Vuoi un succo?
Le parole, appena sussurrate, lo risvegliarono dal dolce torpore. Lentamente si alzarono dal divano e, senza perdersi di vista un attimo, si spostarono in cucina. La grande casa, con le sue stanze, le sue pareti, le sue porte, le sue finestre, teneva il mondo lontano; i rumori della strada giungevano affievoliti ed in quel momento dentro la casa si sentiva solo il rumore delle piante dei loro piedi sul pavimento fresco.
Aprì il frigo, tirò fuori la bottiglia; prese un bicchiere dall’armadietto, sollevandosi sulle punte dei piedi, lo riempì e glielo diede. Restarono lì in piedi senza togliersi gli occhi di dosso, appoggiati dolcemente al piano della cucina ed illuminati dalla fioca luce della cappa; la tapparella del terrazzo leggermente abbassata lasciò entrare una leggera brezza che delicatamente accarezzò i loro corpi.
Vieni.
Prese la sua mano e lo condusse in camera.
Notte. Supini, le dita delle mani che sfiorano appena la pelle ancora calda. Silenzio, dalla finestra aperta il rumore di un tram in lontananza. Percepiva chiaramente che entrambi stavano pensando alla stessa cosa: era da tanto tempo che quel grande letto non ospitava un’altra persona.

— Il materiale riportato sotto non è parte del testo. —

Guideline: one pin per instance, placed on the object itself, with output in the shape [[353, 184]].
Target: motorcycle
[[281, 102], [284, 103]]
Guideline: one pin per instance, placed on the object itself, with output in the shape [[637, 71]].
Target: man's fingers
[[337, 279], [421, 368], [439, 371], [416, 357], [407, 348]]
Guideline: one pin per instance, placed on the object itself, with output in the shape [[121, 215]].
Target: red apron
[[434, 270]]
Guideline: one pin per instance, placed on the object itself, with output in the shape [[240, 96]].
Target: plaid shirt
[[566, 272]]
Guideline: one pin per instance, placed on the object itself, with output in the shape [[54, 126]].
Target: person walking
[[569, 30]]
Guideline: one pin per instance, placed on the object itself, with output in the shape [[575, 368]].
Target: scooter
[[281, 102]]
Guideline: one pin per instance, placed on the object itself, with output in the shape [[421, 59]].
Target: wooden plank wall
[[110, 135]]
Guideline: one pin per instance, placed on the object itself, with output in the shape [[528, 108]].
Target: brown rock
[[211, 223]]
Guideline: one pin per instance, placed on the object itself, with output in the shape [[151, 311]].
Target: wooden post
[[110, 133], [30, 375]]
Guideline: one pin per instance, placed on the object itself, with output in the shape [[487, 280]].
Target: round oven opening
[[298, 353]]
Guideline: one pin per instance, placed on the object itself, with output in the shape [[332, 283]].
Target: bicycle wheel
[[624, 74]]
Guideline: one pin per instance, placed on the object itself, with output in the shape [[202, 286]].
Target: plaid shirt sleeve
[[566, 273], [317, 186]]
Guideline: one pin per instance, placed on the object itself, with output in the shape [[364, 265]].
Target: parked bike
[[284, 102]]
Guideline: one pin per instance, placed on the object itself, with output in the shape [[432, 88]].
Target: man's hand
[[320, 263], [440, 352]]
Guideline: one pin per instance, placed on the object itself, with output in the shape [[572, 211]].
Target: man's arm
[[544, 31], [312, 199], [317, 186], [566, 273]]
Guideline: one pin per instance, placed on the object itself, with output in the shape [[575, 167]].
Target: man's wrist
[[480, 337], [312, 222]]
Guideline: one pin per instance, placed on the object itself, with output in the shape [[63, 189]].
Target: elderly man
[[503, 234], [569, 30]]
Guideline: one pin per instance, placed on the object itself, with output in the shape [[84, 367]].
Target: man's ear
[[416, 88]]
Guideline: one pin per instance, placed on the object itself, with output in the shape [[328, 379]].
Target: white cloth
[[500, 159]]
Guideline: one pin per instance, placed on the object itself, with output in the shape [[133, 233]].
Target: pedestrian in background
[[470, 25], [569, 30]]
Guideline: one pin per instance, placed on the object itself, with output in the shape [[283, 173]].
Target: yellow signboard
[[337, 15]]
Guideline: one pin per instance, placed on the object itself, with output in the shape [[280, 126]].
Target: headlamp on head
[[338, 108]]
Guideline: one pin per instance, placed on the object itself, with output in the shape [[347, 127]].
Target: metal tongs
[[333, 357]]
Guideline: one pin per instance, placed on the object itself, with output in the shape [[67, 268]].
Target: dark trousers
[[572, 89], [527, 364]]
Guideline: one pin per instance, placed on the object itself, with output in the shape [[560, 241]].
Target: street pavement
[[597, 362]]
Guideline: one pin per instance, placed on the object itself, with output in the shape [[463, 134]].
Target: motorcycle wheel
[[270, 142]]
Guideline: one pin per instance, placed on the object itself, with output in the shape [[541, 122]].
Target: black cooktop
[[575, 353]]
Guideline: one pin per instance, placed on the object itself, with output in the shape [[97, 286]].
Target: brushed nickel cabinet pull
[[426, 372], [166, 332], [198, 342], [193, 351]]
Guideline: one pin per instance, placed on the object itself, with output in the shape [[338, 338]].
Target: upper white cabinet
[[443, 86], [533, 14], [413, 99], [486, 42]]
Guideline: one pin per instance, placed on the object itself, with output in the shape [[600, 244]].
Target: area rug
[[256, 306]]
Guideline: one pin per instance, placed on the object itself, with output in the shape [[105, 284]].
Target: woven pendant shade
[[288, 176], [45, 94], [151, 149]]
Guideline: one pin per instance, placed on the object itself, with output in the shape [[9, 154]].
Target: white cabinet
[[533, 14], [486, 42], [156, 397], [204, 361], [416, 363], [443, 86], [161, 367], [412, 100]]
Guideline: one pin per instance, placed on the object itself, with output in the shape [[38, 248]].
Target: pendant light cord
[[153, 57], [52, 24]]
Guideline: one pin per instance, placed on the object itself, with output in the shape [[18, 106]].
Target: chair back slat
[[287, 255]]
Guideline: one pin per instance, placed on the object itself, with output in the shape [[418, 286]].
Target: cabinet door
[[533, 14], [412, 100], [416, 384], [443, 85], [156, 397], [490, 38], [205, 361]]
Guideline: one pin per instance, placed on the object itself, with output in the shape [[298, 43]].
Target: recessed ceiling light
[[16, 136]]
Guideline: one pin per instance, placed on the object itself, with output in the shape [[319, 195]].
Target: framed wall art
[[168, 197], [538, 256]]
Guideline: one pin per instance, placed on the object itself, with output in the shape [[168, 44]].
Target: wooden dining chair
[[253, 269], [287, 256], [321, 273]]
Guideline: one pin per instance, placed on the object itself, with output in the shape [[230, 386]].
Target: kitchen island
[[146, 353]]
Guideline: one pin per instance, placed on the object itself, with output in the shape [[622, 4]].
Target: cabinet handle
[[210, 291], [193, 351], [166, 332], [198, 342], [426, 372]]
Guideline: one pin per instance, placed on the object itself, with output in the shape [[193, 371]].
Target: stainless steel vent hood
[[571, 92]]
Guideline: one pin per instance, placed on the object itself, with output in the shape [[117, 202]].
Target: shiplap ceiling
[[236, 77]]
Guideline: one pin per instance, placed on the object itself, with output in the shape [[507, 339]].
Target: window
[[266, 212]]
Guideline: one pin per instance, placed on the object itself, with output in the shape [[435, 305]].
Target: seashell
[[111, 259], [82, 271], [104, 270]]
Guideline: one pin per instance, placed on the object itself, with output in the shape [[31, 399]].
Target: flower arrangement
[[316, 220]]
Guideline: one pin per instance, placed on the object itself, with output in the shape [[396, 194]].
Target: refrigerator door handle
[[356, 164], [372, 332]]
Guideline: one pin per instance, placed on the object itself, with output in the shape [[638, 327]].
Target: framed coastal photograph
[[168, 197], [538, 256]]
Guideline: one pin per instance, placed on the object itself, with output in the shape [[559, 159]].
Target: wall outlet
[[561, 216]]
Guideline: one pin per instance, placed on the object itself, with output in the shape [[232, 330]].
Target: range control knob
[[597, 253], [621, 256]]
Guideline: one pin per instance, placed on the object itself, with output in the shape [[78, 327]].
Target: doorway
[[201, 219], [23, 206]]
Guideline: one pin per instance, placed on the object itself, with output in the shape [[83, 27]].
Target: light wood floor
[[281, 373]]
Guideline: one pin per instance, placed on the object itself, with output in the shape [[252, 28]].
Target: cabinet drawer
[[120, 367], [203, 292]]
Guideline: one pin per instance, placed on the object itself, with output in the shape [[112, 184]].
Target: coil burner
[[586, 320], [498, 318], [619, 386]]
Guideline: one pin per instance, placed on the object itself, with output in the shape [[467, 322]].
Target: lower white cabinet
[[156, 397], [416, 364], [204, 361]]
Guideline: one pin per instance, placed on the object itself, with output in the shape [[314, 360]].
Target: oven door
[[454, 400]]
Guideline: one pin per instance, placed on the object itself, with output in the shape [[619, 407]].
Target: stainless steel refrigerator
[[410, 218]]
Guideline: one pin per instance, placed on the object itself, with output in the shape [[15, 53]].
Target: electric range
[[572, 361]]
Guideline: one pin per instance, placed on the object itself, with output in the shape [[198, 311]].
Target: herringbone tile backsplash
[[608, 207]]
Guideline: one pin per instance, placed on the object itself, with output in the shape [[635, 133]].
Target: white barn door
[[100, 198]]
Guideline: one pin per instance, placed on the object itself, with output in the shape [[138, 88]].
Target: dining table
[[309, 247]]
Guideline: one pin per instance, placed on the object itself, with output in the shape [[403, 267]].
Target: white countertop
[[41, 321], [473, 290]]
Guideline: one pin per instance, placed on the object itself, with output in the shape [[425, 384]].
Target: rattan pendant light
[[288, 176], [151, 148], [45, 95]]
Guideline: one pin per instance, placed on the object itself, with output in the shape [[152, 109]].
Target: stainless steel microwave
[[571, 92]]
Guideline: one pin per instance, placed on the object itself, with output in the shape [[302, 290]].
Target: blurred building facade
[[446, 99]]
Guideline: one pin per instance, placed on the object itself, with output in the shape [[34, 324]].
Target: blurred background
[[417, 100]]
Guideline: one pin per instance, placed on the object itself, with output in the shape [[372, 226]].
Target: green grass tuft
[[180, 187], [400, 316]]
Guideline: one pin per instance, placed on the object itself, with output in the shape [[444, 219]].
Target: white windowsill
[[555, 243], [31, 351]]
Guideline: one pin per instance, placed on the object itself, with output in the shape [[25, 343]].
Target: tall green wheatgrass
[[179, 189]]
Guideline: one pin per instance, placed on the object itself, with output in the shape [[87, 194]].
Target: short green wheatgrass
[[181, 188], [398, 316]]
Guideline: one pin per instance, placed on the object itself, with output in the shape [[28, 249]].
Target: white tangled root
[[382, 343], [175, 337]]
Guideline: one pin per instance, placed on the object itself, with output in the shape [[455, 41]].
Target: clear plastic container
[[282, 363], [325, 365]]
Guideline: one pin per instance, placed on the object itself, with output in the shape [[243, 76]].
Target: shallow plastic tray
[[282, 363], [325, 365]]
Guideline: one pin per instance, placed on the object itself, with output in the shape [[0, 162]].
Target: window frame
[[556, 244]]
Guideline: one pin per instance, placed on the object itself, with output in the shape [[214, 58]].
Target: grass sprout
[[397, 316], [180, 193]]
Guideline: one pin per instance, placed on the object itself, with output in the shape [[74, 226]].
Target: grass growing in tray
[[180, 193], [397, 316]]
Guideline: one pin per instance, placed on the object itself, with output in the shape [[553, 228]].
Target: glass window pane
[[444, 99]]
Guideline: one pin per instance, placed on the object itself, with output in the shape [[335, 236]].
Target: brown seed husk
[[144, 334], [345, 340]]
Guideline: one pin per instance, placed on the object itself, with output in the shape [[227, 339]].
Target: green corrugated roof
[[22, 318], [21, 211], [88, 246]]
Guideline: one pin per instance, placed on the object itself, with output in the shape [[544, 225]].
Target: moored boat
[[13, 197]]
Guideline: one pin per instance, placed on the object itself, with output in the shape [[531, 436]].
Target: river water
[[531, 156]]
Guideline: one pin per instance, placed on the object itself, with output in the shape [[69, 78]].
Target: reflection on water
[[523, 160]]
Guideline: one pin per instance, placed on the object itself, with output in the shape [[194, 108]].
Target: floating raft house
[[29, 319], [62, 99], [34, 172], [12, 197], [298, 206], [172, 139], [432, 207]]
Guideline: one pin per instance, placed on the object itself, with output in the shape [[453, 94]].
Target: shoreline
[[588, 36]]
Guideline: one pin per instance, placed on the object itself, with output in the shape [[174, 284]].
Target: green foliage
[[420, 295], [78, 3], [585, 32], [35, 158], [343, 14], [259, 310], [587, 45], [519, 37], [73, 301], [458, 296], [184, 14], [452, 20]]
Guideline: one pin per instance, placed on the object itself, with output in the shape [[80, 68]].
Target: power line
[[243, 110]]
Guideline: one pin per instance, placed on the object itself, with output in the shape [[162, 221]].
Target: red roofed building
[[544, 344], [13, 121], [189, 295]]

Non rivide più la grande casa. Ripensandoci, però, le cose non sarebbero potute andare diversamente: fu tutto perfetto, puro, vissuto con la massima naturalezza e sincerità.
Grazie a questa considerazione, col tempo riuscì a colmare la sensazione di vuoto e di sfiducia ed a risvegliare in lui il desiderio e la speranza.